Welche digitalen Skills braucht man als Biomedizinische/r Fachanalytiker/in?

Digitale Kompetenzen sind fester Bestandteil des Berufs. Du arbeitest mit Laborinformationssystemen, nutzt 3-D-Scanner zum Erfassen von Proben und setzt KI-basierte Diagnosesysteme zur Auswertung klinisch-chemischer Bilder ein.

Wie sind die Arbeitsbedingungen als Biomedizinische/r Fachanalytiker/in?

Die Tätigkeit spielt sich hauptsächlich in Labors und medizinischen Einrichtungen ab. Du trägst ständig Schutzkleidung, hantierst mit Chemikalien sowie Körperflüssigkeiten und musst Präzisionsarbeit an empfindlichen Analysegeräten leisten.
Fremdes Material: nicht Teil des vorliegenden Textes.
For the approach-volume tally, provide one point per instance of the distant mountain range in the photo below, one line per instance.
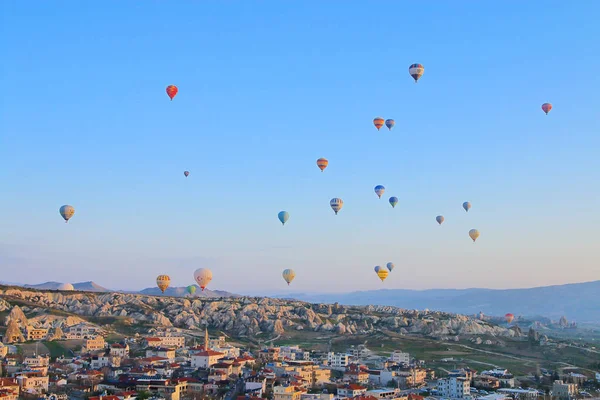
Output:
(578, 301)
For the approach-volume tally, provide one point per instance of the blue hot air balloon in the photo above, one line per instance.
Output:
(283, 217)
(379, 190)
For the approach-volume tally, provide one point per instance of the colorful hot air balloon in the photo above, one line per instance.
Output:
(172, 91)
(322, 163)
(546, 107)
(163, 281)
(288, 275)
(283, 217)
(382, 274)
(416, 71)
(203, 276)
(379, 190)
(474, 234)
(336, 204)
(67, 212)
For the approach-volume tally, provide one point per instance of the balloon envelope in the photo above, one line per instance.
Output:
(546, 107)
(203, 276)
(474, 234)
(67, 212)
(163, 281)
(288, 275)
(172, 91)
(379, 190)
(322, 163)
(283, 217)
(336, 204)
(416, 71)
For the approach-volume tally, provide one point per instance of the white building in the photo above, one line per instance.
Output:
(454, 388)
(400, 357)
(338, 360)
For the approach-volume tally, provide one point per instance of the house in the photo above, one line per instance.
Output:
(205, 359)
(119, 350)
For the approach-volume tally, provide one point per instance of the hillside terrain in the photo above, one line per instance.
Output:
(578, 301)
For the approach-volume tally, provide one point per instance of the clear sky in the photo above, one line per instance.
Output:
(266, 88)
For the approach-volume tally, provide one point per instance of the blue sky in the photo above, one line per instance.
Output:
(266, 88)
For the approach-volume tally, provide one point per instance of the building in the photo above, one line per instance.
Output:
(338, 360)
(32, 333)
(400, 357)
(564, 390)
(454, 388)
(287, 393)
(206, 359)
(119, 350)
(351, 390)
(93, 344)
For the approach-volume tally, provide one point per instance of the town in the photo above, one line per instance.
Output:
(166, 364)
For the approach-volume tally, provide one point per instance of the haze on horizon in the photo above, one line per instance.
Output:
(264, 90)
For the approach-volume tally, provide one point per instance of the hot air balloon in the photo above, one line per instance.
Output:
(416, 71)
(322, 163)
(172, 91)
(382, 274)
(474, 234)
(67, 212)
(546, 107)
(379, 190)
(203, 276)
(378, 122)
(283, 216)
(163, 281)
(288, 275)
(336, 204)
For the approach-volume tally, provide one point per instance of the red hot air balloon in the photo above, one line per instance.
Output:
(172, 91)
(546, 107)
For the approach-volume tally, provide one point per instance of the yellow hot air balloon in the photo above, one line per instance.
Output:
(474, 234)
(382, 274)
(288, 275)
(163, 281)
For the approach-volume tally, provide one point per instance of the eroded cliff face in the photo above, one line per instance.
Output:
(244, 316)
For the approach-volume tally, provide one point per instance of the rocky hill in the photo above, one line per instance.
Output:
(239, 317)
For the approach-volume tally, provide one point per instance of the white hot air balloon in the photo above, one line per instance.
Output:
(203, 276)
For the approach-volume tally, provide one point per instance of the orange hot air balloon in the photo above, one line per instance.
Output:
(172, 91)
(322, 163)
(546, 107)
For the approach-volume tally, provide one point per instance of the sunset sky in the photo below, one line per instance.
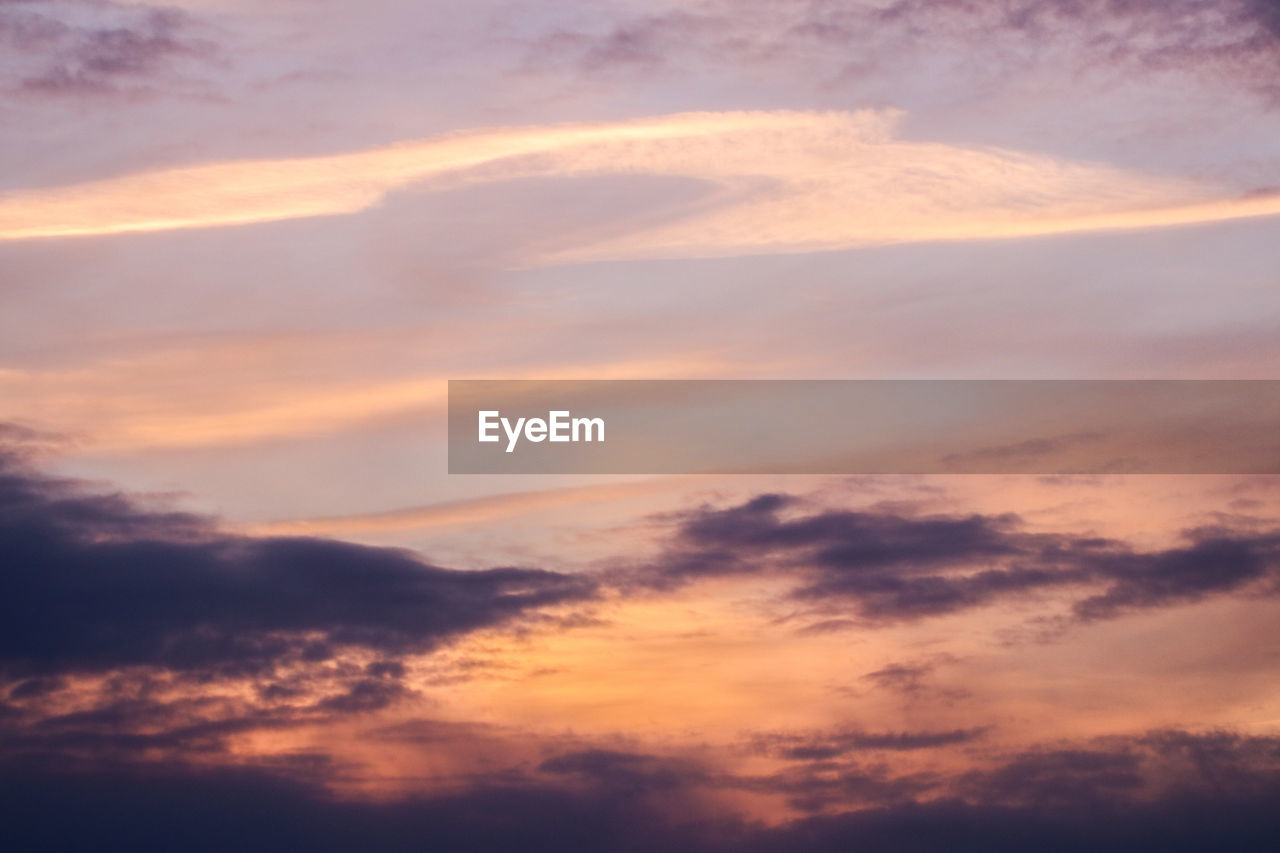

Dokumentationsaufgaben am Computer runden den Arbeitstag ab.

Welche Weiterbildungsmöglichkeiten gibt es als Biomedizinische/r Fachanalytiker/in?

Du kannst dich unter anderem in Analytischer Chemie, chemischer Technik oder Medizintechnik weiterqualifizieren. Auch Kurse in medizinischer Dokumentation, Hygiene im Gesundheitsbereich oder Medizinisch-technischer Assistenz erweitern dein Fachwissen.

Welche Aufstiegsmöglichkeiten gibt es als Biomedizinische/r Fachanalytiker/in?

Ein Studium kann deinen nächsten Karriereschritt einleiten. Besonders gefragt sind Biomedizin, Molekulare Medizin, Chemie, Medizinische Assistenz oder sogar ein Studium der Humanmedizin.